Maybe it’s the creative part of me that resonates with this, but I think it’s brilliant!  When I first downloaded the app it just sat on my phone.  I overheard my eldest daughter talking about it and how she has attracted a bunch of followers.  My youngest daughter followed that lead and now has an account and is attracting followers as well.  Once the momentum built to a critical mass, I started posting my own photos and viewing those of other users. 

I’ve viewed photos from those people that my daughters are following as well as others that I’m following.  I’m amazed at the composition quality and amount of pure communication that is happening around this share site.  I hope this isn’t coming off as an advertisement because it’s not meant in that way at all.  I’m just totally awed by the power and growth of the app usage.  For example, within two months of its October 6, 2010 launch on Apple’s App Store, they had attracted one million registered users.  By June 2011, they had accumulated five million, by September 2011 they had accumulated 10 million and by December 2011, 16 million users have registered on the site.

Social media sites have certainly changed the way we connect with one another, share information, our interests, preferences, dislikes and a host of other personal and business objectives.  What I like most and find irresistible about Instagram is the purity, abstractness and symbolic nature of the communications.
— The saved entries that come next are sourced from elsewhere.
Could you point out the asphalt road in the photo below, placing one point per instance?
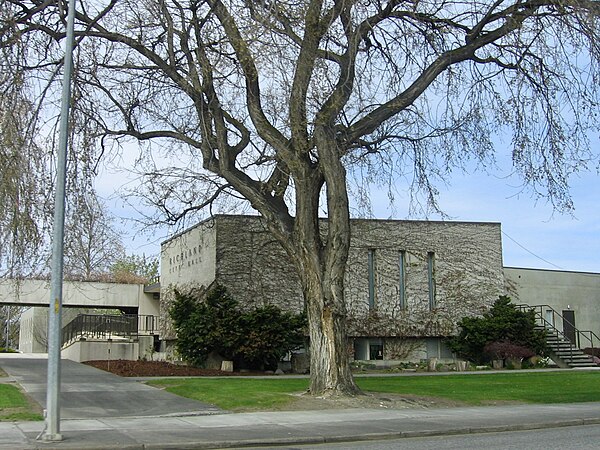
(87, 392)
(566, 438)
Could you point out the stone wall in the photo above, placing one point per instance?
(466, 271)
(188, 262)
(253, 265)
(467, 275)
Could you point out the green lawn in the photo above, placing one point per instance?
(15, 406)
(244, 394)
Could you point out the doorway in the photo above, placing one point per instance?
(569, 325)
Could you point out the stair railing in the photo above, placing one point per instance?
(105, 326)
(581, 336)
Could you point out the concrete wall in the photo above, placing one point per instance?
(561, 290)
(33, 328)
(101, 350)
(79, 294)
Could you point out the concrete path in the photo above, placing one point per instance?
(293, 428)
(101, 411)
(89, 393)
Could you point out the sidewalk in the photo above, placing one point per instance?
(293, 428)
(103, 411)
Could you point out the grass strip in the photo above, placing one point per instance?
(15, 406)
(251, 394)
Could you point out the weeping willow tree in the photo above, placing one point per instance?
(279, 104)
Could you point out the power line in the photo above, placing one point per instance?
(531, 253)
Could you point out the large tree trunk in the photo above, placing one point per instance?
(322, 265)
(329, 356)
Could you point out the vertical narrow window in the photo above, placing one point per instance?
(431, 279)
(371, 268)
(402, 279)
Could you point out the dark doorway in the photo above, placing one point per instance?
(569, 325)
(376, 351)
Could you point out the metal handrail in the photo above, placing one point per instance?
(588, 335)
(104, 326)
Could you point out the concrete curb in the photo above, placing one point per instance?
(89, 442)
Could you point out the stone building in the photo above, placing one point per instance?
(407, 282)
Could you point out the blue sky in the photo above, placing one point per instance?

Since the term “Cloud Computing” has gained popularity over the past couple of years, a variety of prognosticators have predicted that the demand for data center space will slow.  That somehow, the gathering momentum of Cloud computing and virtualization will become the predominant solutions for enterprises, service providers, applications and software developers.  The continuing strain on system resources, capital expenditure budgets and the need to create a more sustainable IT environment may further adoption.  However, it’s exactly these content-rich applications that will drive cloud computing and storage and support the proliferation of more data center space.  Just as Facebook, Amazon, Microsoft, Google and Yahoo!, to name but a few, are storing more content for their users and customers, other companies developing content rich applications are supporting these larger service providers.

The best (analog) analogy that I can offer in this case is based on the traffic that I encounter every day (and at all hours of the day) on one of the most heavily travelled freeways in the world, the 405, here in Los Angeles.  Since its construction in 1961 as a freeway with two lanes in each direction, more lanes have been added over time.  In certain sections there are now 6 lanes on either side of the K-rail center divider.  And yet, with all this capacity, and a widening project in full gear, there is no sign that demand will slacken, or the feeble attempts at providing more lanes (supply) will solve the problem.

And so I believe it will be for the data center sector.  Content is driving future demand, for as we now know, a picture is now worth 16 million words and growing.